I am looking for a three legged dog. Or better yet, one of those dogs who needs a doggie wheelchair kart thingie. Because Knox totally needs a twinsie and then we can have wheelchair races.
He’s not the quarterback, he’s the center. Hut hut hike!
Not to be Miss Downer in the midst of Aww, Poor Cute Dog, but I was hugely relieved that Chickie is waving her breakfast and talking in funny voices. I had a bad moment there after your last post.
I am so glad that you folks found Duncan and will love him and squeeze him and hug him and give him bacon.
Blind dog, football, I can’t stop laughing! He’s your Micheal Ore (however you spell it)!! THE BLIND SIDE!!! I’m dying here!!
It’s a beautiful thing, that Duncan found you guys… another family might not have taken such good care of him or bothered to figure out his issues. Obviously someone actually dumped him not too very long ago…

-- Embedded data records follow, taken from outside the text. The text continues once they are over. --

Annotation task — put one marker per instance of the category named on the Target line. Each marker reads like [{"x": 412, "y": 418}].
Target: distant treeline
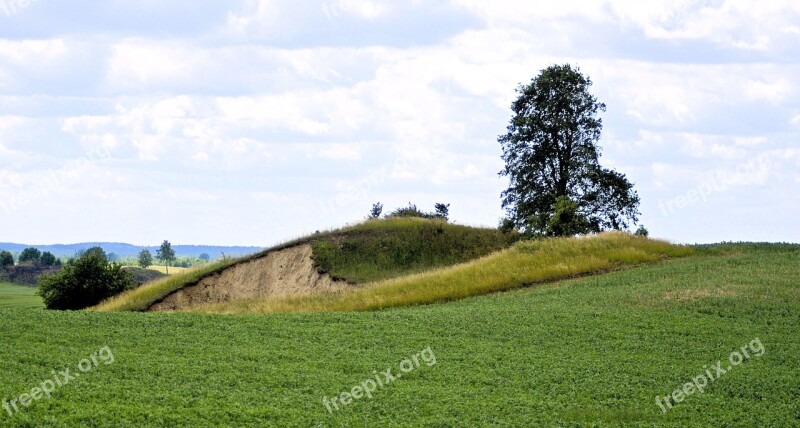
[{"x": 123, "y": 250}]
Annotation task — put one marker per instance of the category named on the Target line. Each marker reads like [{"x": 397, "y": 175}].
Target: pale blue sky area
[{"x": 252, "y": 122}]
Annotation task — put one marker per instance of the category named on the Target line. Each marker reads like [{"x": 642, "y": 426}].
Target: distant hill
[{"x": 128, "y": 250}]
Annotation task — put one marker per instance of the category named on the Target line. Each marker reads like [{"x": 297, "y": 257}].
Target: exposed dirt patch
[{"x": 286, "y": 272}]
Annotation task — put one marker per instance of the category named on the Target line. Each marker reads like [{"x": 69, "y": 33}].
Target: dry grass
[
  {"x": 141, "y": 298},
  {"x": 523, "y": 264}
]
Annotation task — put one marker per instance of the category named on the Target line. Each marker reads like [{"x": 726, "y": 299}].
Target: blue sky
[{"x": 251, "y": 122}]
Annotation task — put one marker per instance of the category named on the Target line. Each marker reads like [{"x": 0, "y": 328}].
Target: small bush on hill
[
  {"x": 84, "y": 282},
  {"x": 441, "y": 212}
]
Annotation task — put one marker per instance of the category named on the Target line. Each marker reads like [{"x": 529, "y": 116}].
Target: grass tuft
[
  {"x": 141, "y": 298},
  {"x": 525, "y": 263}
]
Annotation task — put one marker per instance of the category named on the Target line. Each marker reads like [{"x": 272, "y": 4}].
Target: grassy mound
[
  {"x": 591, "y": 351},
  {"x": 143, "y": 276},
  {"x": 525, "y": 263},
  {"x": 139, "y": 299},
  {"x": 369, "y": 251},
  {"x": 389, "y": 248}
]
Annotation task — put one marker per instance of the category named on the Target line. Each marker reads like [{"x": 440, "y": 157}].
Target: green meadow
[{"x": 588, "y": 351}]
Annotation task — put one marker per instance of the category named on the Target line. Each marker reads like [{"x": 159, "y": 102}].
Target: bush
[
  {"x": 48, "y": 259},
  {"x": 6, "y": 259},
  {"x": 566, "y": 219},
  {"x": 30, "y": 255},
  {"x": 84, "y": 282},
  {"x": 442, "y": 211}
]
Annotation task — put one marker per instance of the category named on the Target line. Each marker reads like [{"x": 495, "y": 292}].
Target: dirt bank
[{"x": 280, "y": 273}]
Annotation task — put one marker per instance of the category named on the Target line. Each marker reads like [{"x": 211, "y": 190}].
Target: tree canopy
[
  {"x": 166, "y": 254},
  {"x": 552, "y": 157}
]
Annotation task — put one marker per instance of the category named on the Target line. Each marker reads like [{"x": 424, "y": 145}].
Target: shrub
[
  {"x": 377, "y": 209},
  {"x": 84, "y": 282},
  {"x": 6, "y": 259},
  {"x": 48, "y": 259},
  {"x": 30, "y": 255}
]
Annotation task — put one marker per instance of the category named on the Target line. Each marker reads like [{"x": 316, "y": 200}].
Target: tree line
[{"x": 29, "y": 255}]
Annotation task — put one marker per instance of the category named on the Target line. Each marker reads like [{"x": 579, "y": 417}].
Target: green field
[
  {"x": 593, "y": 351},
  {"x": 18, "y": 296}
]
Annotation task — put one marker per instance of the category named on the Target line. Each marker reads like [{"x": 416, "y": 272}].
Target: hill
[
  {"x": 338, "y": 259},
  {"x": 592, "y": 351},
  {"x": 389, "y": 263}
]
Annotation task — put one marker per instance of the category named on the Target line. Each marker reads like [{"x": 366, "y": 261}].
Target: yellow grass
[
  {"x": 141, "y": 298},
  {"x": 172, "y": 269},
  {"x": 525, "y": 263}
]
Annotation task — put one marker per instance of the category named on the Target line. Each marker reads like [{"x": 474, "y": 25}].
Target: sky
[{"x": 252, "y": 122}]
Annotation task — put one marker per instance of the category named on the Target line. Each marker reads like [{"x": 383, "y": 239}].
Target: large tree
[
  {"x": 166, "y": 254},
  {"x": 552, "y": 156}
]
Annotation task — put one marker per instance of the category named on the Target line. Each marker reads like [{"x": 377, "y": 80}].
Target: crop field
[
  {"x": 17, "y": 296},
  {"x": 591, "y": 351}
]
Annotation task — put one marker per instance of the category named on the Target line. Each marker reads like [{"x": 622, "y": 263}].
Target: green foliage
[
  {"x": 145, "y": 259},
  {"x": 143, "y": 297},
  {"x": 84, "y": 282},
  {"x": 506, "y": 225},
  {"x": 527, "y": 262},
  {"x": 380, "y": 249},
  {"x": 377, "y": 209},
  {"x": 441, "y": 211},
  {"x": 143, "y": 276},
  {"x": 19, "y": 296},
  {"x": 589, "y": 352},
  {"x": 551, "y": 150},
  {"x": 165, "y": 254},
  {"x": 6, "y": 259},
  {"x": 565, "y": 219},
  {"x": 32, "y": 255},
  {"x": 97, "y": 252},
  {"x": 48, "y": 259}
]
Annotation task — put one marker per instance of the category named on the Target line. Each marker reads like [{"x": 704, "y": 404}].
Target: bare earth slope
[{"x": 280, "y": 273}]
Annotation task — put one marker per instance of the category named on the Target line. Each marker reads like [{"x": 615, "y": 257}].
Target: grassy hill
[
  {"x": 369, "y": 251},
  {"x": 591, "y": 351},
  {"x": 526, "y": 263}
]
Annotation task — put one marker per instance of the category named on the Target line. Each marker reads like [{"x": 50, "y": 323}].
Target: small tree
[
  {"x": 84, "y": 282},
  {"x": 566, "y": 220},
  {"x": 165, "y": 254},
  {"x": 441, "y": 211},
  {"x": 377, "y": 209},
  {"x": 30, "y": 255},
  {"x": 6, "y": 259},
  {"x": 94, "y": 251},
  {"x": 48, "y": 259},
  {"x": 145, "y": 259}
]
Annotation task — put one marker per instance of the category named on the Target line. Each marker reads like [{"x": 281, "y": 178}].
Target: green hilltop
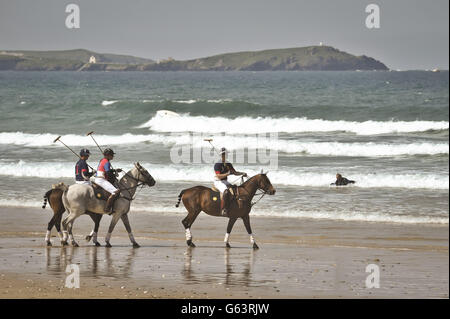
[{"x": 312, "y": 58}]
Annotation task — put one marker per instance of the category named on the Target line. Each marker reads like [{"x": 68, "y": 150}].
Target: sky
[{"x": 413, "y": 34}]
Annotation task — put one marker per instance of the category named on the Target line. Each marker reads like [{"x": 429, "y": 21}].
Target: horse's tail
[
  {"x": 46, "y": 198},
  {"x": 179, "y": 198}
]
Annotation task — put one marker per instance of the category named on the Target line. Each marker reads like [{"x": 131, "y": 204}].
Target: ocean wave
[
  {"x": 234, "y": 142},
  {"x": 106, "y": 103},
  {"x": 383, "y": 217},
  {"x": 251, "y": 125},
  {"x": 285, "y": 176}
]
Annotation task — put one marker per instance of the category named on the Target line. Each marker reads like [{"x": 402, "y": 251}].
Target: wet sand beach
[{"x": 298, "y": 258}]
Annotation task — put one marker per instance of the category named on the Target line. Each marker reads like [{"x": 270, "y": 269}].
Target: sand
[{"x": 298, "y": 258}]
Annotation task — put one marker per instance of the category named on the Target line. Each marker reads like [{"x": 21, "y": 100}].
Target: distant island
[{"x": 312, "y": 58}]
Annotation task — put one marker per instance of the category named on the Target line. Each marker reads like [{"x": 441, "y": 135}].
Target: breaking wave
[
  {"x": 251, "y": 125},
  {"x": 233, "y": 142}
]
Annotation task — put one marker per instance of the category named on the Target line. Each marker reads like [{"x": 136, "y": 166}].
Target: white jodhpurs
[
  {"x": 222, "y": 185},
  {"x": 105, "y": 184}
]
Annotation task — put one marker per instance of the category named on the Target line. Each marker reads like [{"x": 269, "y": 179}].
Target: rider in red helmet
[{"x": 105, "y": 174}]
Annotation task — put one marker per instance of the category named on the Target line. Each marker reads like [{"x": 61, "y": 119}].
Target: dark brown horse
[
  {"x": 54, "y": 198},
  {"x": 201, "y": 198}
]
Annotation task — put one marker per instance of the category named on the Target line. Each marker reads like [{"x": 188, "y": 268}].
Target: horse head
[
  {"x": 265, "y": 184},
  {"x": 144, "y": 176}
]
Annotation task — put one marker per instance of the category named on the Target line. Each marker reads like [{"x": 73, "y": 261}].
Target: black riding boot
[
  {"x": 110, "y": 201},
  {"x": 226, "y": 202}
]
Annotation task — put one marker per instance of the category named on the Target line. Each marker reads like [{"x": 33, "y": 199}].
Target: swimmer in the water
[{"x": 341, "y": 181}]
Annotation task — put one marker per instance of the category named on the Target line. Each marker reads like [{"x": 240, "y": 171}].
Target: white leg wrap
[{"x": 188, "y": 234}]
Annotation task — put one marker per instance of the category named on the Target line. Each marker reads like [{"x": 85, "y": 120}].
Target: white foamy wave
[
  {"x": 249, "y": 125},
  {"x": 185, "y": 101},
  {"x": 106, "y": 103},
  {"x": 234, "y": 142},
  {"x": 354, "y": 216},
  {"x": 204, "y": 173},
  {"x": 20, "y": 203}
]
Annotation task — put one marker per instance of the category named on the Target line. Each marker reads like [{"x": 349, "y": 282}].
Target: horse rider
[
  {"x": 105, "y": 175},
  {"x": 82, "y": 174},
  {"x": 342, "y": 181},
  {"x": 222, "y": 170}
]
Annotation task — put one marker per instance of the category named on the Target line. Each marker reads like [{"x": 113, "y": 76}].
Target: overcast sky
[{"x": 413, "y": 33}]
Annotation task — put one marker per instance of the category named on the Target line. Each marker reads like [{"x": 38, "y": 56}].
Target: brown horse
[
  {"x": 54, "y": 198},
  {"x": 201, "y": 198}
]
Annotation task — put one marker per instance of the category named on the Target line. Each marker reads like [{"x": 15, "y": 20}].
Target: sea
[{"x": 388, "y": 131}]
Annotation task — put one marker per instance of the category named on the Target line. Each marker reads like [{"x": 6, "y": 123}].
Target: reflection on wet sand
[
  {"x": 93, "y": 262},
  {"x": 237, "y": 270}
]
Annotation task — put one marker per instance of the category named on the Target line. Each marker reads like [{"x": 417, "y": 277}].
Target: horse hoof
[{"x": 190, "y": 243}]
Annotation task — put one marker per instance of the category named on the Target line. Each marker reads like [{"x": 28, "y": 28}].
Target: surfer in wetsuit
[{"x": 342, "y": 181}]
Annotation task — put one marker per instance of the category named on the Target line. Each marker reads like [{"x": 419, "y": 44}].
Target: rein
[{"x": 128, "y": 188}]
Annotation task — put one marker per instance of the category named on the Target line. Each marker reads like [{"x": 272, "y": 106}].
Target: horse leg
[
  {"x": 231, "y": 222},
  {"x": 96, "y": 218},
  {"x": 187, "y": 223},
  {"x": 58, "y": 218},
  {"x": 51, "y": 223},
  {"x": 246, "y": 221},
  {"x": 67, "y": 226},
  {"x": 113, "y": 223},
  {"x": 126, "y": 222}
]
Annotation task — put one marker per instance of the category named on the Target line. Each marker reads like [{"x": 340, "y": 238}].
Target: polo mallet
[{"x": 58, "y": 139}]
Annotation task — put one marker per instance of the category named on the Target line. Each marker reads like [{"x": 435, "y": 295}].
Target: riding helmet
[
  {"x": 108, "y": 151},
  {"x": 85, "y": 152}
]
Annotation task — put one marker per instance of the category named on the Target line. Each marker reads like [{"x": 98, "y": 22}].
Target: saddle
[
  {"x": 215, "y": 196},
  {"x": 99, "y": 192}
]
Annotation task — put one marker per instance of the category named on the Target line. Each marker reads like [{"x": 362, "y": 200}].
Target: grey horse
[{"x": 79, "y": 199}]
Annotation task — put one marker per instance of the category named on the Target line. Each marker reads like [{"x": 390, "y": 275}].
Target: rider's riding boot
[
  {"x": 110, "y": 201},
  {"x": 226, "y": 202}
]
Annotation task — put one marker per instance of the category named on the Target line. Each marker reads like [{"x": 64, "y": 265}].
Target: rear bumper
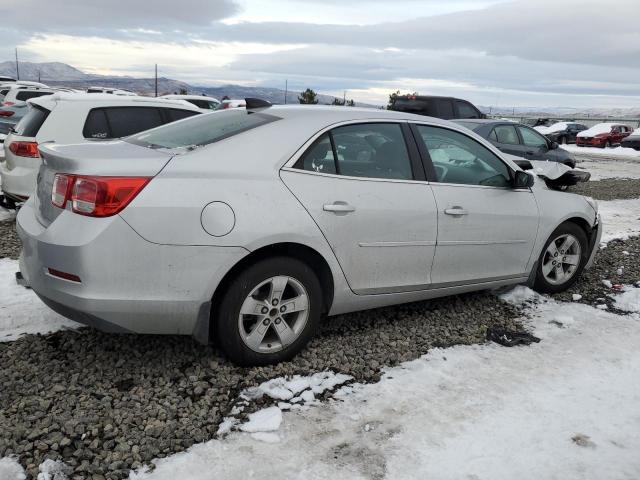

It’s a beautiful thing. :-) Batman, too bad that name doesn’t have as much charm as Duncan.
This is a BIG thing to leave off the list of potential issues for a new owner. Duncan is a lucky dog to have landed in your house where his talents for football and loving can be properly appreciated.
Also, yay! You’re still back. I hope all is well or at least settling or moving the right direction.
I honestly think his former owners didn’t know. Which is a whole ‘nother issue.
Can we pleeeeaaaaaase have a Duncan football video? Please? Complete with Chickie voiceover? It would make my day!
I’ll see what I can do ;)
I’m glad Duncan found you too :)
Missed your last post, been out of town – hope things get better soon, friend.
Yay for Blind Football Bats! And yes a video would be stellar…… hint hint hint
Now to teach him how to use bat sonar!
What special things does one need to do for a blind dog? (insert tasteless “seeing-eye-dog” joke here?) I imagine it may make walks or trips to the dog park more challenging?
I think we have discovered that our sweet newly adopted rescue dog has something of an anxiety disorder. Because, of course. We are madly in love with her, neurosis and all. (a dog-with-no-issues really wouldn’t fit in with our family, I suppose!)
So, we take her out for super-long walks at 6 am and 8 pm when no one else is out. (Tonight’s temperature at 8 pm in WI is -4. It must be true love.)
Love the pics. Duncan looks so adorably sweet. I’m looking forward to the video. :)
He’s actually okay on walks; I have a double leash and I figured he would stick close to Licorice, but mostly he just heels to his human and is fine. I mean, I tried to walk him the first week and he was very resistant—whether due to painful feet, at the time, or not fully trusting me yet, I don’t know—but now if I get the harnesses out he’s pretty happy to suit up and head out.
I’d like to second the request for a Duncan football video with Chickie voiceover. I NEED TO HEAR THE “HUT HUT HIKE!”
What I love about you guys is that you were expecting a young health dog, you got a seven year old blind center for the Bats, and yet it’s still one of the funniest things I’ve read. That’s why he ended up with you — because you can make lemonade out of blind lemons, yo.
my friend had a dog who had been blind for (apparently) at least a year. The only thing they did is get a bell for the collar of the seeing dog. The little blind guy just homed in on that. Maybe a bell on HIS collar would help him “hear” where he is….
Dogs are so reliant on their sense of smell that they can usually adapt to losing other senses pretty well. If you’re interested in reading more about blind dogs, Rolling Dog Farm animal rescue has a blog full of stories about their pack.
That makes me feel so bad (that Duncan is blind). Poor little guy. He’s still adorable and couldn’t be in better hands. And just think how much better he must feel!
Oh Goodness. Well it doesn’t seem to be slowing him down too much – good for you for catching up and rolling with what life gives you – sometimes I go with the we don’t actually know exactly what we need until it drops in our lap so it looks like you needed the 7 year old football phenon of the pup set.